= May Belle Hutson Chitwood =

American author, nematologist, helminthologist, and zoologist

May Belle Hutson Chitwood (September 17, 1908 – September 19, 1994) was an American author and zoologist at the Agricultural Research Service, curator of the National Parasite Collection, and director of the primate parasite registry at University of California, Davis. Chitwood specialized in the morphology of nematodes early in the research of this aspect of the species, and was considered a world authority. She published over 50 research papers about nematology, helminthology, and zoology.

== Early life and family ==
Chitwood was born in Lubbock, Texas on 17 September 1908. She graduated from the University of Maryland, College Park in 1958, and received an honorary doctorate of science from Northern Michigan University in 1977.

Chitwood was married on April 17, 1927, to Benjamin Goodwin Chitwood on April 17, 1927. They had two children. She divorced from Benjamin in 1952.

== Career ==
Chitwood co-authored An Introduction to Nematology (1937) with her husband. They went on to write follow up volumes in 1938, 1940, and 1941 and reprinted in 1974. The couple lived on Long Island from 1937 to 1947, studying the nematodes of potatoes and ornamental plants. In 1947, they moved back to Beltsville where they studied root-knot nematodes. During this time, Chitwood worked with her husband as an unpaid consultant.

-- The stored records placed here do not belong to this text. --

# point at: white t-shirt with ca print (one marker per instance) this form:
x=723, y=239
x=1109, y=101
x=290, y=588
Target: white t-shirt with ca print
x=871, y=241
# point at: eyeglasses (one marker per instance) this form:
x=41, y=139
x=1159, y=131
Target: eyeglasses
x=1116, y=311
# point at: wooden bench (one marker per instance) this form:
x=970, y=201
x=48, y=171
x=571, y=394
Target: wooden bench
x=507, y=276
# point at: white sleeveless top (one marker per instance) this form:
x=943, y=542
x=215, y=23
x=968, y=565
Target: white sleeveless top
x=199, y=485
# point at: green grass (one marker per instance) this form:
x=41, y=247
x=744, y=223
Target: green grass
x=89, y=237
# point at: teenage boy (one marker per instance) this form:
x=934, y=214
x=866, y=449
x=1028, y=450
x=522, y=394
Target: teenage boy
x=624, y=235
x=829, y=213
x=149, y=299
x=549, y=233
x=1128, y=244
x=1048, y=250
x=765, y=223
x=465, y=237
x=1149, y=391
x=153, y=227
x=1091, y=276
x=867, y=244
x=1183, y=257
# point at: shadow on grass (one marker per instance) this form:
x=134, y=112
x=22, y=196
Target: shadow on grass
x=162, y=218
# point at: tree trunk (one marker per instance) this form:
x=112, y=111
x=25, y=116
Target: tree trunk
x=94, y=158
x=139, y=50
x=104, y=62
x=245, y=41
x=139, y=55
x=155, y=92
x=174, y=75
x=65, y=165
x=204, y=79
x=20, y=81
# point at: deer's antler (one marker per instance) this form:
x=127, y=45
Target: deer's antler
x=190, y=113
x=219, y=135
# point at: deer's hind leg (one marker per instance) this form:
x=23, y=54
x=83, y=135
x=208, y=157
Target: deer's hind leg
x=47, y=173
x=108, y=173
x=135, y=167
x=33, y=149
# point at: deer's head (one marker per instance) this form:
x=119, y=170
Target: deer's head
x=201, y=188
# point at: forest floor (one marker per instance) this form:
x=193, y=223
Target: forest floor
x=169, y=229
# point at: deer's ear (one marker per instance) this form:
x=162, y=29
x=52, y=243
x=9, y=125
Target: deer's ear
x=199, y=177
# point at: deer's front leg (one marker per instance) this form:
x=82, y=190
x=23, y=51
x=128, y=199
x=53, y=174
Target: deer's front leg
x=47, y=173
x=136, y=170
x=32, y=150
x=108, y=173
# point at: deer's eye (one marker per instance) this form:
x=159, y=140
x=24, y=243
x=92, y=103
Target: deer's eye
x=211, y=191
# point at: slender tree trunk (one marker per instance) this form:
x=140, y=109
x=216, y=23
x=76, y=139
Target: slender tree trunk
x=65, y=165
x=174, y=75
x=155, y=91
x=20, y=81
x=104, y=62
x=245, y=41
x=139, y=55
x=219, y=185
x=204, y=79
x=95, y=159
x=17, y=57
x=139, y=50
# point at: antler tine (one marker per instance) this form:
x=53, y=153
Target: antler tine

After her marriage ended, Chitwood worked as a zoologist in the Agriculture Department for 20 years, working on parasite classification and at the research center in Beltsville in the distribution unit, first as a technician and later as a Senior Scientist. She worked with Allen McIntosh, Frank Douvers, and Ralph Lichtenfels. She curated the United States National Parasite Collection. She was the director of the primate parasite registry at the University of California, Davis until 1976 when she retired. She was a Life Member of the Helminthological Society of Washington.

== Bibliography ==
- Chitwood, Benjamin Goodwin; Chitwood, May Belle Hutson, An Introduction to Nematology, Baltimore, Md., Monumental Printing Co. (1937)
- Chitwood M, Lichtenfels JR. Identification of parasitic metazoa in tissue sections. Exp Parasitol. 1972 Dec. 32(3) pp. 407–519.

== Death ==
Chitwood died in her daughter's home in Nichols, Iowa from Alzheimer's disease.